Quando, enfim apareceram, todos respiram fundo.
— «Vamos a contas, rapazes... venham d'ai» disse o manageiro em atitude de
receio, como se fosse repartir um roubo.
— «Onde está aí o
escrevente? Escreve lá:
trinta e seis homens
a trezentos escudos...»
O escrevente repetiu a frase.
— «Quanto te dá?»
— «Déz
contos e oitocentos.»
— «Põe
lá.»
— «Agora... ponta direita... e mais o ponta esquerda... quatrocentos a
cada um... põe lá mais oitocentos escudos...»
— «Doze rapazes a cem escudos... quanto
é?»
— «Um conto e duzentos.»
— «Isso. Deve sêr isso... põe
lá.»
— «Em quanto soma a conta?»
— «Doze contos e oitocentos.»
— «Não ha engano ? Vê lá bem!»
— «Está
certa.»
— «Bem. Na primeira terra por onde
passar-mos troca-se o dinheiro e paga-se.»
A camarada acabadas as contas, espalha-se,
grita e barafusta numa algaraviada de feira. A mestrança
destaca-se a gesticular. Todas as camaradas têm mestrança. Há ali
homens de todos os ofícios que o manageiro apanha na rede das suas
habilidades. Discutem a abalada. Uns querem ir d'acavalo no
comboio, outros a pé, Vencem estes. A gente nova com crença em
baile, rodeia o do harmónio que, de cabeça tombada para o instrumento,
marcando compasso à fôrça de esgares e tregeitos, faz roncar o fole, de
onde sai um ordinário exquisito, no costumado tom de sol.
— «Ou
hoje ou no tal dia que nós sabemos... na véspera da abalada...
Oh! parente!» disse entusiasmado, um rapaz já zagalote, de pifaro
de sabugueiro na mão.
— «Nem me fales n'isso!... raio!
Que se as sarugas e a unha gata me não levassem as cabeças dos dedos...»
— «Eh!
gente! Olháide que temos de chegar à aldeia de Santa Eulalia antes do
pardejár, pr'amôr das contas!»
— «Estavamos
à sua espéra!»
—
«Então vá. Vamos lá com Nossa Senhora e mais com o Anjo da Guarda!»

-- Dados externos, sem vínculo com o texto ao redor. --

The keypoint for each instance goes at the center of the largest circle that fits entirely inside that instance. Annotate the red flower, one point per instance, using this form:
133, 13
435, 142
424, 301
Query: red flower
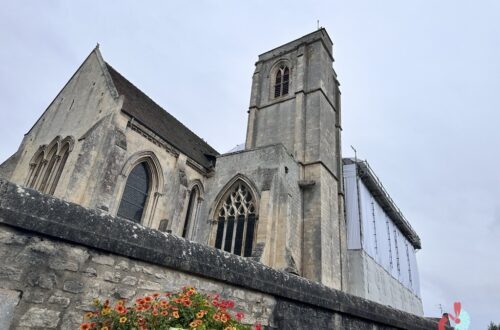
85, 326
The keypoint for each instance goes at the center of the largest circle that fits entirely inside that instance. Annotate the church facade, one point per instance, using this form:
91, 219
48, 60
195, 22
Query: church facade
105, 145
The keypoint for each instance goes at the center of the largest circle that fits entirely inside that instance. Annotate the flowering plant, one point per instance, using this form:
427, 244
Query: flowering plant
187, 309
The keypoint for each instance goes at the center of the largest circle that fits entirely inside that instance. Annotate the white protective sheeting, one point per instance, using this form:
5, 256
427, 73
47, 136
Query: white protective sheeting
377, 234
351, 208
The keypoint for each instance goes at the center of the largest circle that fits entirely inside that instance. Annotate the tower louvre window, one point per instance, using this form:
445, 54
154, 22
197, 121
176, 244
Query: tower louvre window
236, 221
47, 167
282, 81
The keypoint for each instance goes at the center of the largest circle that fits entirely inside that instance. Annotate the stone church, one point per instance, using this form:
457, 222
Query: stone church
280, 200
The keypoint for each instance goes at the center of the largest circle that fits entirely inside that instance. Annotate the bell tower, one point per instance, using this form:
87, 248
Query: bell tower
295, 101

Os braços do tocador n'um gesto sacudido,
alargam-se, fazendo estender o fóle já a meter vento, ouvindo-se
ao mesmo tempo um ronco fundo, prolongado, uma verdadeira guerra de
sons.
Rompe então a moda. A primeira nota
confunde-se com os primeiros passos para a caminhada. A camarada
delira. De lenços bordados ao pescoço, recordação das namoradas, paus ao
ombro, de onde pendem as mantas e mais copa, foices e cabaças a
tiracolo, lá vão êles agora envoltos em pó da côr do fumo, como aves
migratórias outra vez na sua rota!
Os ratinhos!
Já se não ouvem os acordes do harmónio, mas
no ar lá ao longe, lobriga-se ainda uma leve esteira de pó, a esbater-se
no fundo amarelado dos restolhos e do verde moribundo dos montados.